What surprised me even more than my assignment to the psych unit of the jail was the recognition that the prisoners I encountered in the main population were thoroughly familiar with the psychotropic medication regimes and treated them as an entirely routine phenomenon. I learned that many women in the main population were on the same drugs I had refused in the psych unit. Having been active in a number of campaigns in defense of political prisoners, I assumed I was somewhat knowledgeable about prison conditions, but since I had primarily encountered mens prisons, I was entirely unaware of the structural conflation of deviant and disabled women. At the time, although I lacked an analytical vocabulary to understand this convergence, I suspected that that there was a far deeper significance to this experience than I was able to surmise. And indeed, over the last four decades, my thoughts have periodically returned to that experience. But it was not until I read Disability Incarcerated that I realized how important it is to pose such probing questions about the complex intersections of imprisonment and disability. This collection of essays asks the questions I wish I had known how to formulate then and so many more that have only become possible in the aftermath of two decades of intense research and passionate activism against the prison industrial complex and after the emergence of fields of study and radical activism around the category of disability.

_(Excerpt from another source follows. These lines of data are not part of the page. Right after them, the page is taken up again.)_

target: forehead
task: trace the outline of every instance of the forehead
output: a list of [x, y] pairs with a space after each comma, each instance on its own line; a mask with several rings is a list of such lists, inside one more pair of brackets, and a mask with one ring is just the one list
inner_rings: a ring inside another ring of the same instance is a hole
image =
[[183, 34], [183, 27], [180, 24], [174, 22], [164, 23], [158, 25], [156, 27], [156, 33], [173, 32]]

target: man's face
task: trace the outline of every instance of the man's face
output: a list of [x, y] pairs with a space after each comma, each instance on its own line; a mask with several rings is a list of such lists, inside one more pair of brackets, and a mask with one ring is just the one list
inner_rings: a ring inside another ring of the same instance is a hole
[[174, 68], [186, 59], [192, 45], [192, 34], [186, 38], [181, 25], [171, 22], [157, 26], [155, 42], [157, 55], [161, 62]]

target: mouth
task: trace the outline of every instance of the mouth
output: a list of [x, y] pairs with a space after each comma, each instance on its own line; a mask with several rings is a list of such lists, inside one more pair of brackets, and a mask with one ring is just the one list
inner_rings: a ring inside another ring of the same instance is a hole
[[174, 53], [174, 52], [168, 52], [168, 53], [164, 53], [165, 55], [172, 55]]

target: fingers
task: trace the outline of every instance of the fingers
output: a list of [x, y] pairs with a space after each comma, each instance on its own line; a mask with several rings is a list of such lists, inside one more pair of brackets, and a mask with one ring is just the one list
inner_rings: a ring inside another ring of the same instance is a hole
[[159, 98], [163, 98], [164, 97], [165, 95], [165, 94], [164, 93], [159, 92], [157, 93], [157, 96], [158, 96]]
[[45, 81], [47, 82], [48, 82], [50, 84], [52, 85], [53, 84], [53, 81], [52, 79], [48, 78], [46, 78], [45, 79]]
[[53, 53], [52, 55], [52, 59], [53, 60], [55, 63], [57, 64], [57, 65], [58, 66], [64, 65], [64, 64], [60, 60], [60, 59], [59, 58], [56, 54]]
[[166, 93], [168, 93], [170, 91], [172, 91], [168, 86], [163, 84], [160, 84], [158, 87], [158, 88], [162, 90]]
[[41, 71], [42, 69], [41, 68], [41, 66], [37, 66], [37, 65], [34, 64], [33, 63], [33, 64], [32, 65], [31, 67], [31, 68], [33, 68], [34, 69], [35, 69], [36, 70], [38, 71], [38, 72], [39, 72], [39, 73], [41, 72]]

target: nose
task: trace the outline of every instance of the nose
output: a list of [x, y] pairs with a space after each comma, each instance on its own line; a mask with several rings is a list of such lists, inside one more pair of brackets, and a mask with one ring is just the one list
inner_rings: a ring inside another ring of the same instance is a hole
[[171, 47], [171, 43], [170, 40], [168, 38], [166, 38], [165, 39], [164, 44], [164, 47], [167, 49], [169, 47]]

The three largest contemporary psychiatric facilities, this volume dramatically reveals, are jails: Cook County Jail in Chicago, L. A. County Jail, and Rikers Island in New York. A direct consequence of the closure of psychiatric institutions called for by progressive deinstitutionalization advocacy, this current crisis is also an outcome of strategies proposed to trim national and state budgets. In general, current policies of mass incarceration have led to a daily census count in US jails, prisons, and other sites of imprisonment of almost two and a half million people. It has been established by numerous researchers that the disproportionate number of prisoners of color reveals how structural racism underpins what is often represented as due process. That aboriginal people in Canada are approximately ten times more likely than nonindigenous people to be sent to jail reveals that Canada seems to be following its southern neighbors example by using imprisonment to deflect attention from pressing social problems. In both the United States and Canada, there are efforts currently underway to reduce the imprisoned populationranging from abolitionist strategies that are linked to broader demands for social justice to calls for decarceration that will reduce the fiscal resources necessary to keep prisons functioning. If the radical core of prison abolitionism is not to be sacrificed on the altar of fiscal responsibility, lessons from the deinstitutionalization movement should be heeded.